The apartment looks shabby these days, but it wasn't back then. The kitchen was certainly in need of renovation, but the place was clean and well taken care of, both outside and inside. The front steps that lead up to the apartment were also in beautiful shape in those days.
What I enjoyed the most about living here was that South Gate was on the direct flight path into Los Angeles International Airport. The noisy jet aircraft from the 1960's would roar overhead, significantly lower at this stage of their approach than when we lived in Whittier. I would run out onto the second floor landing and look up to catch what airline and what type of aircraft it was. Very quickly I could recognize all of them--the BOAC 707 from London, the Air France 707 from Paris, Scandinavian Airlines DC-8 from Stockholm or Copenhagen, Air New Zealand DC-8, Qantas 707 from Australia, Mexicana Comet from Mexico City, Japan Airlines DC-8 from Tokyo.
During this summer, I would also work on the model aircraft and model ship kits that I had acquired before we moved in with mom. We didn't have any friends in South Gate, although Ann would make a few friends later in the summer. I watched a lot more television than we did before on the black and white set mom had. It was this summer, too, that I fully experienced sexual maturity, requiring a number of long showers.
That summer we often walked over to a small convenience store across the tracks for groceries. At our end of South Gate, there weren't any first rate super markets within walking distance and would not be for a few years until a Lucky Supermarket was built on Firestone Blvd., a few blocks from Orchard.
This summer I came down with an ear infection that lasted for more than a week. I was in agony all the time--mom could not afford to take me to a doctor. I took aspirin until the pain finally went away one night when my eardrum broke and warm fluid drained from my inner ear. Fortunately, I never had any problems resulting from that infection, though during subsequent physicals doctors have noticed a slight scar across the eardrum.
In the contemporary photo above is the maintenance department and back lot of the automobile dealership. When we lived there, the dealership property did not extend all the way to Orchard. Three nice homes were on the same side of the street as our apartment and continued to Long Beach Boulevard.

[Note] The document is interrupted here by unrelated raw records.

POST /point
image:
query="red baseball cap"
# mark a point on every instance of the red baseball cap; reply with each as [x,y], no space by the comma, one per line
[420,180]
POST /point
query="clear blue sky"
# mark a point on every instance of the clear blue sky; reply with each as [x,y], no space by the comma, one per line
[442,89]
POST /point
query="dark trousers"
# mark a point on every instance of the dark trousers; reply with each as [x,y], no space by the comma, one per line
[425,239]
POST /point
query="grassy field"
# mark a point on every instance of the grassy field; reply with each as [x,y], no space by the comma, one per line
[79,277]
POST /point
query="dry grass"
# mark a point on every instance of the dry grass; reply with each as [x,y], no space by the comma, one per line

On the corner of Orchard and Long Beach was the nice, older home of a fortune teller with a prominent sign out front. Across Long Beach was also the Hoot Owl Cafe, in the shape of a giant Hoot Owl. Both the fortune teller lady's home and the Hoot Owl Cafe are long gone. When we lived in the apartment, every day of the week we could hear the continuous calls over the intercom from the dealership, announcing that a car was available for pickup or for someone in the shop to answer a call about a repair.